Why 50 Grams of Healthy Fat
The method specifically calls for healthy, anti-inflammatory fats rather than just any dietary fat. This means sources like avocados, olive oil, nuts, seeds, and fatty fish. Fat is essential for absorbing vitamins A, D, E, and K, and it serves as a building block for hormones. Without enough fat in your diet, your body struggles with these basic functions.
Fifty grams of fat represents a moderate intake. Federal dietary guidelines recommend that total fat make up 20 to 35 percent of daily calories. For someone eating around 2,000 calories, 50 grams of fat would account for about 22 percent of calories, landing at the lower end of that range. The emphasis on quality over quantity is what distinguishes this target from simply eating more fat. Two tablespoons of olive oil provide about 28 grams, a quarter cup of almonds adds roughly 18, and half an avocado contributes around 15.
How It Compares to Standard Guidelines
The 90-30-50 method’s targets are not dramatically different from mainstream nutrition recommendations, which is part of why many dietitians have responded favorably to it. The U.S. Dietary Guidelines recommend that protein make up 10 to 35 percent of total calories. For a 2,000-calorie diet, 90 grams of protein represents about 18 percent of calories, comfortably within that range. The fiber target matches what most health organizations already suggest. And the fat target sits within the acceptable distribution of 20 to 35 percent of calories.
What the method really does is take familiar nutrition principles and package them into three easy-to-remember numbers. Rather than asking you to calculate percentages or weigh portions against a calorie budget, you just aim for three daily minimums. That simplicity is likely why it resonated with so many people so quickly.

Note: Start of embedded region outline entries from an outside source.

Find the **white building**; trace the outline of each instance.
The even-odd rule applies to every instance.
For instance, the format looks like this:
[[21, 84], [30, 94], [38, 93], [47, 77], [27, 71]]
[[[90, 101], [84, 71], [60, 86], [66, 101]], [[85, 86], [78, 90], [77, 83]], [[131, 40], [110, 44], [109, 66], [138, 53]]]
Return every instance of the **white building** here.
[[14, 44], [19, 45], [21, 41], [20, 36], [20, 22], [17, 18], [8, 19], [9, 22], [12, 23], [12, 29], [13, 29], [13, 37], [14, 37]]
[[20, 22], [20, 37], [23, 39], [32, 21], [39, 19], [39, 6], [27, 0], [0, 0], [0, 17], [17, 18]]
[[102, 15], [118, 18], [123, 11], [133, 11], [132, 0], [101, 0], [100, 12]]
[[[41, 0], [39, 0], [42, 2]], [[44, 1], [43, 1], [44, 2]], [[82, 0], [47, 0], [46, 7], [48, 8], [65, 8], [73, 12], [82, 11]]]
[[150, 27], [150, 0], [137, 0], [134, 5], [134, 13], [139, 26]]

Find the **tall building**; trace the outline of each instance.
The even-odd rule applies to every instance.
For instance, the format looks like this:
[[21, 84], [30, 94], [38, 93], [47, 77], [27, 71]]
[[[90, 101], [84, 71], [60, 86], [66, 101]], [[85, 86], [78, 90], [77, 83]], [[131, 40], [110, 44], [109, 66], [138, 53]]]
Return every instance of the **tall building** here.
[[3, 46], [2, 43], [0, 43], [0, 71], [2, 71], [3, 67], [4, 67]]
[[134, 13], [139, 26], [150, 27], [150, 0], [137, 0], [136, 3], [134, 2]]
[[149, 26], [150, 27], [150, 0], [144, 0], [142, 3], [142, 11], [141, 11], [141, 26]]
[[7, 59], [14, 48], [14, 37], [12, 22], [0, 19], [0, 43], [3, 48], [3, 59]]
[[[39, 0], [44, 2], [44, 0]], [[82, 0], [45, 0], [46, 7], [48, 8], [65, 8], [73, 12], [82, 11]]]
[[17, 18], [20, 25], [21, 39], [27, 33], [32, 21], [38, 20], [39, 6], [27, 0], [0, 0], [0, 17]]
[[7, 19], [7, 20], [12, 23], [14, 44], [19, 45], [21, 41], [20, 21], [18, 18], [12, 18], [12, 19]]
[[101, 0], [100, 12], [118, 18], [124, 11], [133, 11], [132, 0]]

What a Typical Day Looks Like
Because the method sets floors rather than ceilings, there’s flexibility in how you structure your meals. A day might start with eggs scrambled with vegetables and avocado on whole-grain toast, hitting protein, fiber, and fat in a single meal. Lunch could be a grain bowl with grilled chicken, black beans, mixed greens, and an olive oil dressing. Dinner might feature salmon with roasted sweet potatoes and a side salad topped with seeds.
Snacks often fill in any gaps. Greek yogurt with berries and a handful of walnuts, for example, adds protein, fiber, and fat in one sitting. The common thread is that meals built around these three targets tend to be whole-food based and naturally balanced, without requiring you to avoid any particular food group.
Who Should Be Cautious
For most healthy adults, the 90-30-50 targets are safe and well within established dietary ranges. However, people with existing kidney disease or those at high risk for it should be careful with higher protein intake, as it may accelerate kidney damage. Generally, anyone with a single kidney is advised to avoid protein intake above about 1.2 grams per kilogram of body weight per day.
If you’re not used to eating much fiber, jumping straight to 30 grams can cause bloating, gas, and digestive discomfort. Increasing fiber gradually over a week or two, while drinking plenty of water, gives your gut time to adjust. People with certain digestive conditions like Crohn’s disease or irritable bowel syndrome may need to approach the fiber target more carefully, as high-fiber foods can sometimes worsen symptoms depending on the type of fiber and the individual.
The method also doesn’t account for individual calorie needs, activity levels, or specific health goals. Someone who is very small or sedentary may find that hitting all three minimums pushes their total calorie intake higher than expected. Conversely, a very active or larger person may need significantly more than these minimums across the board.